Selain itu, sub sektor lainnnya, industri pakaian jadi juga menunjukkan surplus perdagangan senilai 696,29 juta dolar AS.

Ngakan menyebutkan, pemerintah telah memiliki langkah-langkah strategis guna meningkatkan daya saing dan nilai ekspor bagi industri manufaktur nasional. Misalnya, pengoptimalan fasilitas fiskal dan menjamin ketersediaan bahan baku.

“Upaya ini sejalan dengan roadmap Making Indonesia 4.0 dalam mengimplementasikan revolusi industri keempat di Tanah Air,” jelasnya.

Sebelumnya, Menteri Perindustrian Airlangga Hartarto mengakui, depresiasi nilai Rupiah membawa dampak terhadap sektor perindustrian. Ada industri yang diuntungkan dan ada pula yang dilemahkan dengan kondisi tersebut.
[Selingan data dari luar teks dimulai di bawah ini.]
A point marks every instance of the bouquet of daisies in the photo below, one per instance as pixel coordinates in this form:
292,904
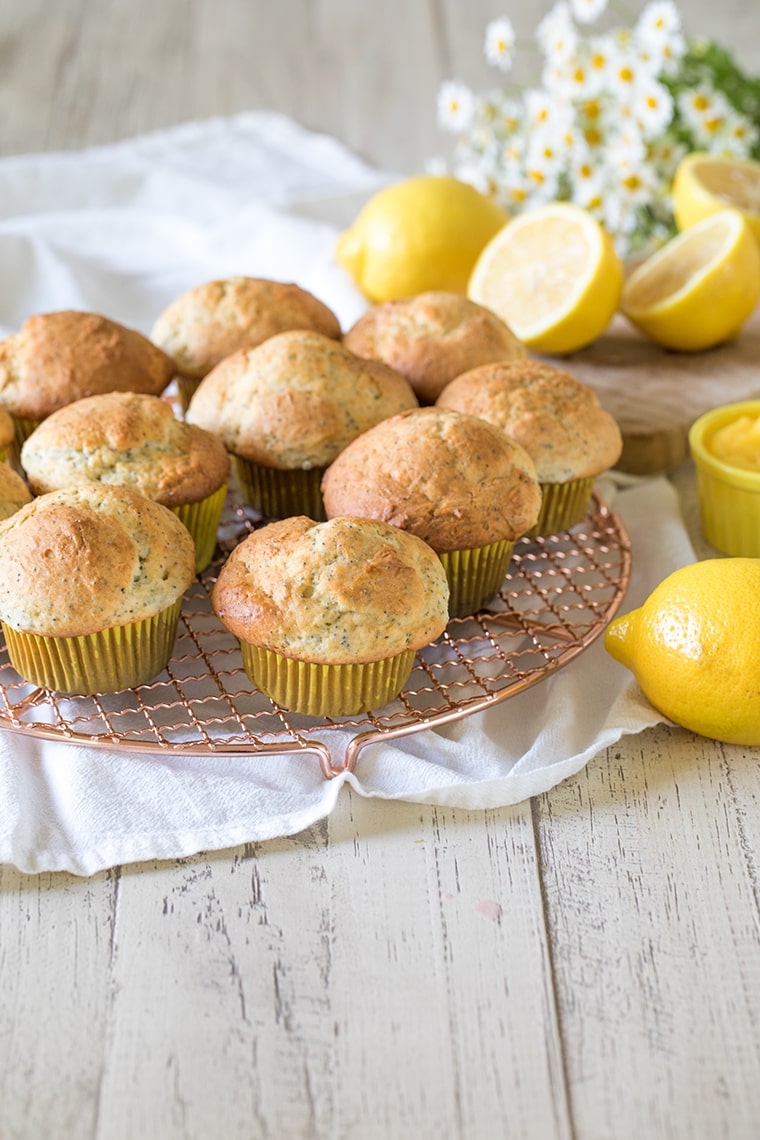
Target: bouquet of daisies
609,122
“Untuk industri yang berbasis bahan baku domestik, seperti CPO (Crude Palm Oil), itu diuntungkan," ujarnya.

Sedangkan, industri yang komponen impornya masih tinggi maupun dunia usaha yang memiliki utang di luar negeri tentu mengalami tekanan lebih berat.

Menperin menegaskan, pihaknya konsisten untuk mendorong pertumbuhan populasi industri hilir pengolahan minyak sawit di dalam negeri.

Hal ini karena produksi CPO nasional diperkirakan mencapai 42 juta ton pada tahun 2020.

“Hilirisasi industri akan meningkatkan nilai tambah dan kemampuan dalam menghasilkan produk yang beragam dan inovatif,” tuturnya.

Salah satu sektor hilir minyak sawit yang tengah dipacu pengembangannya adalah subsektor industri oleokimia.

“Pasar produk oleokimia, baik di domestik maupun ekspor, masih terbuka luas karena merupakan kebutuhan bahan baku bagi sejumlah industri,” ujarnya.

Di samping itu, industri oleokimia dinilai sebagai sektor yang strategis karena selain memiliki keunggulan komparatif melalui ketersediaan bahan baku yang melimpah, juga memberikan nilai tambah produksi yang cukup tinggi yakni di atas 40 persen dari nilai bahan bakunya.

Bahkan, Indonesia berpeluang menjadi pusat industri sawit global untuk keperluan pangan, non-pangan, dan bahan bakar terbarukan.

Kemenperin mencatat, Indonesia berkontribusi sebesar 48 persen dari produksi CPO dunia dan menguasai 52 persen pasar ekspor minyak sawit.